'This is a Latino issue': The Quinn-targeted paid sick leave campaign, continued
The coalition pressuring City Council Speaker Christine Quinn on paid sick leave continues to emphasize what could be at stake for her this year among Latino voters.
"This is a city issue, this is a Bronx issue, this is a Latino issue," Bronx Borough President Ruben Diaz Jr. told several thousand listeners on a Latino-focused teleconference call to drum up support for the bill on Tuesday night.
Organizers see an opportunity to engage Latinos in particular, who are among the least likely demographic groups to have paid sick leave, with only about 47 percent having paid time-off, according to statistics cited by Diaz on the call, which also included council members Melissa Mark-Viverito and Gale Brewer.
Latinos also represent a demographic group that's yet to commit to a candidate in this year's mayoral race, which does not include any Latino candidates in the Democratic primary.
Mark-Viverito said there was "an incredible opportunity to change leadership at all levels in this city, something that we haven't seen in 12 years."

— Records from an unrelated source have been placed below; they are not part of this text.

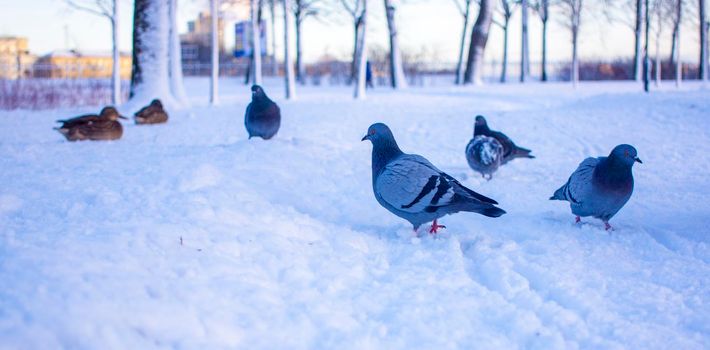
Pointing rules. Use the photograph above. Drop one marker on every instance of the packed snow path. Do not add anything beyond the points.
(186, 235)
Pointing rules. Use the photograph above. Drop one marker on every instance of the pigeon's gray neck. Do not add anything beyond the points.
(383, 151)
(481, 130)
(613, 173)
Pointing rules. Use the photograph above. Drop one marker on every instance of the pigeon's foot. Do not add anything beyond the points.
(435, 227)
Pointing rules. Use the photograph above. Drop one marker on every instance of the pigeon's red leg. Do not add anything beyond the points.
(435, 227)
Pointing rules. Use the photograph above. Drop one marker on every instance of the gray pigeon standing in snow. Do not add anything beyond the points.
(263, 116)
(412, 188)
(484, 155)
(510, 150)
(600, 186)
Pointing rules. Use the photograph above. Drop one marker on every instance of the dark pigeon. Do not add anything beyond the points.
(152, 114)
(484, 155)
(263, 116)
(600, 186)
(510, 150)
(412, 188)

"We have candidates who want to represent us, that want to represent this city, and when that change in leadership happens, make sure they we're holding them accountable," she said. "Let them know this is going to be an issue that we base our vote on."
Organizers said 4,367 people listened to the call, or about double what they were expecting, and that 32 listeners took advantage of a prompt to leave Quinn a voicemail about paid sick leave.
Listeners could also press a button to ask questions of the elected officials on the call.
"Why has it taken this deadbeat Council so long to get this thing going?" asked Raymond Santiago, in the first few minutes of the call. "I mean, most of you are in office for four years, and you've been talking this thing to death for how long and meanwhile you've done nothing, it hasn't come up for a vote. Why haven't you voted on this yet?"
Brewer, who as the lead sponsor is still trying to work with Quinn rather than around her, said she was still hoping to find common ground with the speaker.
"We want a bill that incorporates as many workers as possible, we want it to be inclusive as possible and try to find a way for the speaker to be supportive at the same time, so that we get a real bill," she said.
"We're looking for the whole enchilada, so to speak," she added.
Diaz and Mark-Viverito were more direct about the speaker as an impediment.
"The speaker of the city council is not allowing us to go to a vote on the floor," said Diaz, who urged listeners to attend the City Council hearing on the issue on Friday.
Mark-Viverito said the issue wasn't about calling the Council.
"You have to call the speaker's office," she said. "The speaker is the one that is not allowing the bill to the floor. ... We need to put pressure on the speaker. You don't have to call my office. You don't have to call the 35-36 others who support this bill. We have to make sure the pressure is on in a critical election year."
The call is the latest element of a sustained campaign to apply pressure to Quinn on paid sick leave by highlighting the importance of the issue to Hispanic New Yorkers.